Ella es de las mujeres bolivianas representativas de los años 40 que no se refugiaron en el lamento o en la agresividad, sino que -por el contrario- aprovecharon su ser femenino para atestiguar una forma de ver y sentir el mundo. Rodó, María Esther Ballivián, María Luisa Pacheco, Inés Córdova, Agnes Frank vivieron las aperturas post Guerra del Chaco para estudiar arte, exponer en nuevas galerías privadas o municipales, participar en la bohemia local.
Durante décadas, el potencial artístico femenino se concentró en Potosí, Oruro y La Paz. Actualmente, según datos del Goethe Institut existen en el país más de 3000 pintoras, en casi todo el territorio nacional o como migrantes en otros países. Las artes plásticas (y los tejidos) son la vertiente más fecunda de la creatividad femenina.

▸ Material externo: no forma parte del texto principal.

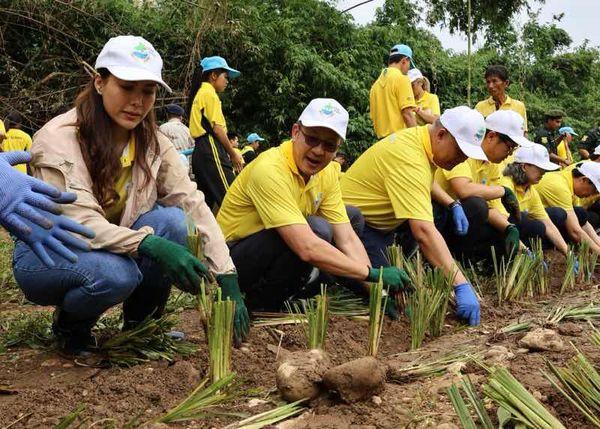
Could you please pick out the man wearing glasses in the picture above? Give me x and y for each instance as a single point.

Las obras expuestas por Graciela tienen dimensiones extraordinarias, desde la muestra pequeña hasta un enorme barco que parece moverse. Según contaban el maestro y la alumna en más de una ocasión la ambición de la autora supuso un desafío al horno y a las posibilidades corrientes, pero ella no se rendía ante un obstáculo tan sencillo, con su experiencia de trabajo en talleres de grabados y de dibujos con fina tinta china en París.
Los personajes son principalmente niños y chicas que parecen seres difuminados entre las olas o detrás de otros objetos. La niñez con toda la magia, la belleza, la inocencia y el juego son siempre parte de su obra. La relación de la infancia con el misterio nunca resuelta fue la puerta que permitió a Graciela tener un nombre propio en el mundo.
Durante toda la pandemia pintó al menos un cuadrito por día y todos los domingos envía a sus amistades un deseo junto a un dibujo primoroso o un retrato de un niño, con pájaros en las manos, tocando violín o en una orquesta. Tampoco dejó de lado la influencia de sus viajes a la India más profunda, donde festejó sus ochenta años.
Ella misma se sienta todos los atardeceres, con vistas a esas lomas rojas y azules tan bellas y los estoraques de arenisca que caracteriza a La Paz. Toca el piano con obras de los clásicos que le apasionan, con tanto brillo como cuando en 1958 deslumbró a su audiencia.
Así, entre pinceles, contemplaciones y acordes vive una mujer libre y fuerte, boliviana, universal.